I'm practicing drawing and painting with perspective inside Photoshop. This is nothing special, I only drew the foreground building, the background is an overlay, and to tidy things up I gave it some light rays, and texture overlays. I also was trying to get used to Horrible Death's method of painting in Hard Light mode. I still don't get how people get their perspective drawings not to come out all squishy and distorted as hell. Any tips would be great. Let me know what you think. Thanks.
Alex
Replies
simple one point perspective painting.
Alex
1.)Lay out your horizon and vanishing points using guides, as they can be dragged far off the canvas, and will remain there. The reason for this is if you're using 2 or 3 point perspective and your vanishing points are too close together you get a sort of "fish-eye" compression, which can look cool...but it can also look annoyingly artificial. Anyway, here's a image to illustrate step 1.

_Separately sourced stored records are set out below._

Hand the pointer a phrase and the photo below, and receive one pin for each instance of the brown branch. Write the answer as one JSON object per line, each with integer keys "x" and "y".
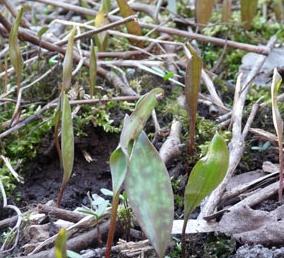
{"x": 171, "y": 31}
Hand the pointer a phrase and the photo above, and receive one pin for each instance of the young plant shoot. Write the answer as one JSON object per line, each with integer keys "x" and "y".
{"x": 129, "y": 159}
{"x": 278, "y": 125}
{"x": 205, "y": 176}
{"x": 64, "y": 113}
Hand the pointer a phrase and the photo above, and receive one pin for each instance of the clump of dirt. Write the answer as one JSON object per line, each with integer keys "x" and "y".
{"x": 43, "y": 175}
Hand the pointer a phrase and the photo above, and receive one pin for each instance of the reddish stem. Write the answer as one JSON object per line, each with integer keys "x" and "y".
{"x": 115, "y": 202}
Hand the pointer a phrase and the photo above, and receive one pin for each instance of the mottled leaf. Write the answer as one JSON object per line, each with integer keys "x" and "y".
{"x": 226, "y": 10}
{"x": 192, "y": 85}
{"x": 68, "y": 62}
{"x": 14, "y": 48}
{"x": 133, "y": 27}
{"x": 67, "y": 139}
{"x": 136, "y": 122}
{"x": 60, "y": 244}
{"x": 93, "y": 69}
{"x": 248, "y": 12}
{"x": 150, "y": 195}
{"x": 203, "y": 9}
{"x": 206, "y": 175}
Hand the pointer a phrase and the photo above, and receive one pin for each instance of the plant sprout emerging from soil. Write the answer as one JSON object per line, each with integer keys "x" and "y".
{"x": 278, "y": 125}
{"x": 137, "y": 163}
{"x": 66, "y": 152}
{"x": 205, "y": 176}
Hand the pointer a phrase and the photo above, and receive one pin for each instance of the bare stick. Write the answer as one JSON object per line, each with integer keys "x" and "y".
{"x": 237, "y": 143}
{"x": 204, "y": 39}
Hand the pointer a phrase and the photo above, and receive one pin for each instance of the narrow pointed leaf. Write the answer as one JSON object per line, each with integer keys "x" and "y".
{"x": 192, "y": 85}
{"x": 102, "y": 37}
{"x": 203, "y": 9}
{"x": 278, "y": 125}
{"x": 133, "y": 27}
{"x": 136, "y": 122}
{"x": 248, "y": 12}
{"x": 206, "y": 175}
{"x": 67, "y": 139}
{"x": 226, "y": 10}
{"x": 93, "y": 69}
{"x": 149, "y": 191}
{"x": 277, "y": 120}
{"x": 172, "y": 7}
{"x": 84, "y": 3}
{"x": 118, "y": 167}
{"x": 68, "y": 62}
{"x": 14, "y": 48}
{"x": 60, "y": 244}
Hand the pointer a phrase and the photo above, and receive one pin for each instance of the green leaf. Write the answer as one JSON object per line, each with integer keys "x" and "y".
{"x": 102, "y": 37}
{"x": 150, "y": 194}
{"x": 206, "y": 175}
{"x": 67, "y": 139}
{"x": 102, "y": 20}
{"x": 68, "y": 62}
{"x": 203, "y": 9}
{"x": 93, "y": 69}
{"x": 134, "y": 124}
{"x": 226, "y": 10}
{"x": 14, "y": 48}
{"x": 248, "y": 12}
{"x": 43, "y": 30}
{"x": 277, "y": 120}
{"x": 72, "y": 254}
{"x": 192, "y": 85}
{"x": 133, "y": 27}
{"x": 60, "y": 244}
{"x": 168, "y": 75}
{"x": 118, "y": 167}
{"x": 172, "y": 7}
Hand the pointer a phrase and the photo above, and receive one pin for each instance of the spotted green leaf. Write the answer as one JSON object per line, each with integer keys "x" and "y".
{"x": 68, "y": 62}
{"x": 248, "y": 12}
{"x": 93, "y": 69}
{"x": 67, "y": 139}
{"x": 60, "y": 244}
{"x": 14, "y": 48}
{"x": 206, "y": 175}
{"x": 192, "y": 85}
{"x": 203, "y": 9}
{"x": 148, "y": 187}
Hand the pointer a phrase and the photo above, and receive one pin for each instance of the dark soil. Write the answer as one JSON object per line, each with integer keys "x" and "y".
{"x": 43, "y": 175}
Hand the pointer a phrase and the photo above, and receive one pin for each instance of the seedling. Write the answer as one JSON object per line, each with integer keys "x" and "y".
{"x": 278, "y": 125}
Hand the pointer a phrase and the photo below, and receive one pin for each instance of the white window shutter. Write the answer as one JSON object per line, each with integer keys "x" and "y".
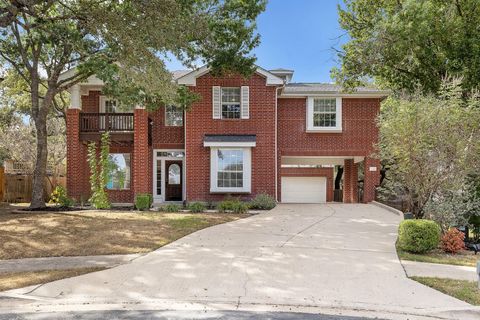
{"x": 216, "y": 102}
{"x": 245, "y": 102}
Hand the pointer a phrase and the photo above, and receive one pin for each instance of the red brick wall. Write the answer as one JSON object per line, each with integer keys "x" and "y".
{"x": 262, "y": 123}
{"x": 141, "y": 161}
{"x": 372, "y": 179}
{"x": 123, "y": 196}
{"x": 310, "y": 172}
{"x": 358, "y": 138}
{"x": 359, "y": 131}
{"x": 165, "y": 137}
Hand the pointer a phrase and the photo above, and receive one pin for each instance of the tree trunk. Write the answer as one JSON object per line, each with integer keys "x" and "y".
{"x": 40, "y": 171}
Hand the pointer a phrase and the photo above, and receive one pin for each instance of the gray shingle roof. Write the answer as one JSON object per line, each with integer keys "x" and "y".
{"x": 305, "y": 88}
{"x": 230, "y": 138}
{"x": 179, "y": 73}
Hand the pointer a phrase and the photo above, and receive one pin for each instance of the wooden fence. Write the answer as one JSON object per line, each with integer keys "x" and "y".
{"x": 2, "y": 183}
{"x": 18, "y": 187}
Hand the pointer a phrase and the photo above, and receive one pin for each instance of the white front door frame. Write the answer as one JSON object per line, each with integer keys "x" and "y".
{"x": 161, "y": 198}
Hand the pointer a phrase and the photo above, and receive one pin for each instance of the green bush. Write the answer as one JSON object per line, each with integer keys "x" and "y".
{"x": 197, "y": 207}
{"x": 418, "y": 236}
{"x": 226, "y": 205}
{"x": 263, "y": 201}
{"x": 233, "y": 205}
{"x": 240, "y": 207}
{"x": 59, "y": 196}
{"x": 171, "y": 208}
{"x": 143, "y": 201}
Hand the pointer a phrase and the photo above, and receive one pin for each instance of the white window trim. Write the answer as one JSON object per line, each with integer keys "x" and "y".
{"x": 247, "y": 171}
{"x": 312, "y": 128}
{"x": 173, "y": 125}
{"x": 161, "y": 198}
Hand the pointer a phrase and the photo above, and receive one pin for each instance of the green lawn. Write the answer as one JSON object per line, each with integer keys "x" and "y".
{"x": 465, "y": 258}
{"x": 460, "y": 289}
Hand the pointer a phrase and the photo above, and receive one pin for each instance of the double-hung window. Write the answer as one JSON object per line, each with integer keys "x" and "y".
{"x": 324, "y": 114}
{"x": 231, "y": 103}
{"x": 173, "y": 116}
{"x": 230, "y": 170}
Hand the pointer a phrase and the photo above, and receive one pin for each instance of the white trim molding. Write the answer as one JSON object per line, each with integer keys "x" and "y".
{"x": 229, "y": 144}
{"x": 246, "y": 170}
{"x": 338, "y": 119}
{"x": 190, "y": 79}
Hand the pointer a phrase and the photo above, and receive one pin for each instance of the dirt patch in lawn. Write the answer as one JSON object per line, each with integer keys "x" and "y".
{"x": 460, "y": 289}
{"x": 463, "y": 258}
{"x": 90, "y": 232}
{"x": 16, "y": 280}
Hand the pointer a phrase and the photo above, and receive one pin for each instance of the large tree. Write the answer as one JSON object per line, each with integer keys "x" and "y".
{"x": 124, "y": 42}
{"x": 410, "y": 44}
{"x": 430, "y": 146}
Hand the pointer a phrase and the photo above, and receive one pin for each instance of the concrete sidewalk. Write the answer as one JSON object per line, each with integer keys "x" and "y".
{"x": 424, "y": 269}
{"x": 335, "y": 258}
{"x": 62, "y": 263}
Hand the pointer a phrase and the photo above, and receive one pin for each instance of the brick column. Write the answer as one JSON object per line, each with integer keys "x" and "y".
{"x": 372, "y": 178}
{"x": 140, "y": 152}
{"x": 76, "y": 156}
{"x": 350, "y": 177}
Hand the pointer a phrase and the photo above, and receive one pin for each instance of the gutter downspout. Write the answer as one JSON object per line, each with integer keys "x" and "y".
{"x": 276, "y": 140}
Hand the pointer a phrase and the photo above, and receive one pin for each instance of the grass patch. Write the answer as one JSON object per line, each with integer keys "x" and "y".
{"x": 464, "y": 258}
{"x": 94, "y": 232}
{"x": 16, "y": 280}
{"x": 460, "y": 289}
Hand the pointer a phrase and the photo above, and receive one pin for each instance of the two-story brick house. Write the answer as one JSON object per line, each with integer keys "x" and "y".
{"x": 244, "y": 137}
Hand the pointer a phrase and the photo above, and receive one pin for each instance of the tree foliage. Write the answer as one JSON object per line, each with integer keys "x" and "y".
{"x": 410, "y": 44}
{"x": 429, "y": 145}
{"x": 124, "y": 42}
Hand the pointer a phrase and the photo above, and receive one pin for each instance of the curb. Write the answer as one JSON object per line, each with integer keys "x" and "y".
{"x": 384, "y": 206}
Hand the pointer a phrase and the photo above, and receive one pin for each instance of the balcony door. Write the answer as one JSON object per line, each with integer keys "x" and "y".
{"x": 168, "y": 175}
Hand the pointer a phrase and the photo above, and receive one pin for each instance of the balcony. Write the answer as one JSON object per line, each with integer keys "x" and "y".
{"x": 119, "y": 125}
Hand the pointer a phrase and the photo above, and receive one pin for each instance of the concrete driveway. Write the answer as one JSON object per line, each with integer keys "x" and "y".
{"x": 334, "y": 258}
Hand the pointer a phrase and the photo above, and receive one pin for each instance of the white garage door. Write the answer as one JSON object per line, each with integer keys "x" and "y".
{"x": 304, "y": 189}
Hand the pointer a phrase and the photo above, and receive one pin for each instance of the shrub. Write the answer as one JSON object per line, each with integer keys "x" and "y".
{"x": 197, "y": 207}
{"x": 143, "y": 201}
{"x": 59, "y": 196}
{"x": 453, "y": 241}
{"x": 418, "y": 236}
{"x": 171, "y": 208}
{"x": 263, "y": 201}
{"x": 233, "y": 205}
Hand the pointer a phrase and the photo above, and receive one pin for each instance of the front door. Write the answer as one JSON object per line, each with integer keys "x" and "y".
{"x": 173, "y": 180}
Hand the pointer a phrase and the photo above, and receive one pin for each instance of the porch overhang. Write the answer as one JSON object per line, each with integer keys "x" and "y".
{"x": 320, "y": 160}
{"x": 229, "y": 140}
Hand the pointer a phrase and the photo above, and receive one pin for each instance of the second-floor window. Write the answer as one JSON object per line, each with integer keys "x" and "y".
{"x": 173, "y": 116}
{"x": 324, "y": 114}
{"x": 231, "y": 103}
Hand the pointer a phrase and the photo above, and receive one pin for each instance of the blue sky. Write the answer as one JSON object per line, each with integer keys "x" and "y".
{"x": 298, "y": 35}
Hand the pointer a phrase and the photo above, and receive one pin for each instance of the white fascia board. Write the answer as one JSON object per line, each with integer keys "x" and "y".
{"x": 190, "y": 79}
{"x": 229, "y": 144}
{"x": 93, "y": 80}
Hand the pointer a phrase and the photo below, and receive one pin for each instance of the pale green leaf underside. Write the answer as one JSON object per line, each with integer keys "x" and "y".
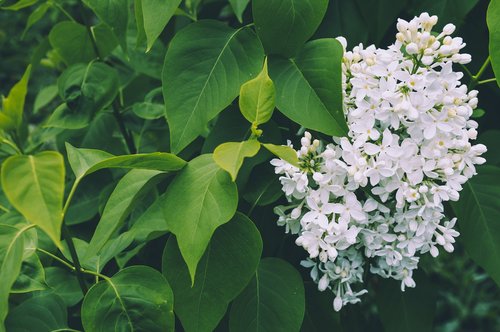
{"x": 229, "y": 156}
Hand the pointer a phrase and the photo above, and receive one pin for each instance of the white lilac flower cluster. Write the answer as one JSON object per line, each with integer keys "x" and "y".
{"x": 375, "y": 198}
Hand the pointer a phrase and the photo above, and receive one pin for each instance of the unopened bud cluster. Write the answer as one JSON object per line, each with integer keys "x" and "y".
{"x": 374, "y": 200}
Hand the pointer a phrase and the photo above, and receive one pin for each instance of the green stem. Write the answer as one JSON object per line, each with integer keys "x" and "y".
{"x": 123, "y": 130}
{"x": 74, "y": 256}
{"x": 17, "y": 141}
{"x": 58, "y": 6}
{"x": 489, "y": 80}
{"x": 96, "y": 274}
{"x": 60, "y": 260}
{"x": 475, "y": 78}
{"x": 70, "y": 196}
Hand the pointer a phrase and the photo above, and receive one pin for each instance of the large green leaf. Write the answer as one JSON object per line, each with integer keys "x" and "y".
{"x": 285, "y": 25}
{"x": 113, "y": 13}
{"x": 309, "y": 87}
{"x": 155, "y": 16}
{"x": 85, "y": 89}
{"x": 477, "y": 212}
{"x": 86, "y": 161}
{"x": 32, "y": 276}
{"x": 493, "y": 20}
{"x": 72, "y": 42}
{"x": 42, "y": 313}
{"x": 137, "y": 298}
{"x": 11, "y": 256}
{"x": 34, "y": 185}
{"x": 201, "y": 198}
{"x": 264, "y": 189}
{"x": 20, "y": 5}
{"x": 284, "y": 152}
{"x": 273, "y": 301}
{"x": 64, "y": 284}
{"x": 119, "y": 205}
{"x": 239, "y": 7}
{"x": 226, "y": 268}
{"x": 408, "y": 311}
{"x": 258, "y": 98}
{"x": 229, "y": 156}
{"x": 11, "y": 115}
{"x": 205, "y": 66}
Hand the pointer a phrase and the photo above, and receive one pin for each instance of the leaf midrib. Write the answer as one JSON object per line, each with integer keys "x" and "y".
{"x": 209, "y": 77}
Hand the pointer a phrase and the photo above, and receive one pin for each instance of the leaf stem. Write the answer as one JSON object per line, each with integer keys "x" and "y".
{"x": 97, "y": 274}
{"x": 58, "y": 6}
{"x": 475, "y": 78}
{"x": 489, "y": 80}
{"x": 60, "y": 260}
{"x": 74, "y": 256}
{"x": 89, "y": 31}
{"x": 70, "y": 196}
{"x": 125, "y": 133}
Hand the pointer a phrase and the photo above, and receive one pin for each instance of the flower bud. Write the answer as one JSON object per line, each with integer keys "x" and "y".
{"x": 449, "y": 29}
{"x": 337, "y": 303}
{"x": 412, "y": 48}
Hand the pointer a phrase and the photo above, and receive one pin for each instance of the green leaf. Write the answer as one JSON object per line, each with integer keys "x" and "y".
{"x": 32, "y": 276}
{"x": 309, "y": 87}
{"x": 137, "y": 298}
{"x": 273, "y": 301}
{"x": 408, "y": 311}
{"x": 477, "y": 212}
{"x": 152, "y": 223}
{"x": 72, "y": 42}
{"x": 34, "y": 185}
{"x": 225, "y": 269}
{"x": 64, "y": 284}
{"x": 36, "y": 16}
{"x": 20, "y": 5}
{"x": 205, "y": 66}
{"x": 229, "y": 156}
{"x": 285, "y": 25}
{"x": 156, "y": 14}
{"x": 493, "y": 20}
{"x": 114, "y": 13}
{"x": 284, "y": 152}
{"x": 239, "y": 7}
{"x": 11, "y": 115}
{"x": 121, "y": 202}
{"x": 264, "y": 189}
{"x": 201, "y": 198}
{"x": 86, "y": 161}
{"x": 257, "y": 98}
{"x": 148, "y": 111}
{"x": 11, "y": 256}
{"x": 43, "y": 313}
{"x": 44, "y": 97}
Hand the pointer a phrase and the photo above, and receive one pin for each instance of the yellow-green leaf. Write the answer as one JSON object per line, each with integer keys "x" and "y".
{"x": 284, "y": 152}
{"x": 12, "y": 107}
{"x": 229, "y": 156}
{"x": 257, "y": 98}
{"x": 34, "y": 185}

For Step 2 I lay out a perspective grid, drawing lines radiating from the two (or however many you are using) vanishing points using the line tool. Once I get all the lines I want I select all the shape layers that were created with the line tool, merge them into one rasterized layer, and drop the opacity down to like 10 to 20%, whatever, just to keep the lines from being obtrusive.
BTW the lines outside of your canvas will disappear, the only reason mine remained was because I drew them over the screen grab :P
Then I use that perspective grid to kind of spark my imagination. This is also time to think about composition. Which is a WHOLE OTHER beast...anyway, I figure out where I want things basically and using the guides I draw another set of lines specifically for my building. At this stage you can get really elaborate, or go simple, its up to you, however planning stuff like this out, while it can be tiresome and not the super fun wonderland the brochure promised, NEVER HURTS. Once you've layed out some lines you like, do the same as in the last step, however keep the lines dark enough to see over the original gid. Anyway, here's a quick thing I banged out just to illustrate.
From there its basically just approached like any other illustration...pick a mood and light source, figure out your materials and start rendering!
I hope that helps...also, thats just a method of working that I've figured out. I'm sure there's 1000 other, probably better ways of doing it.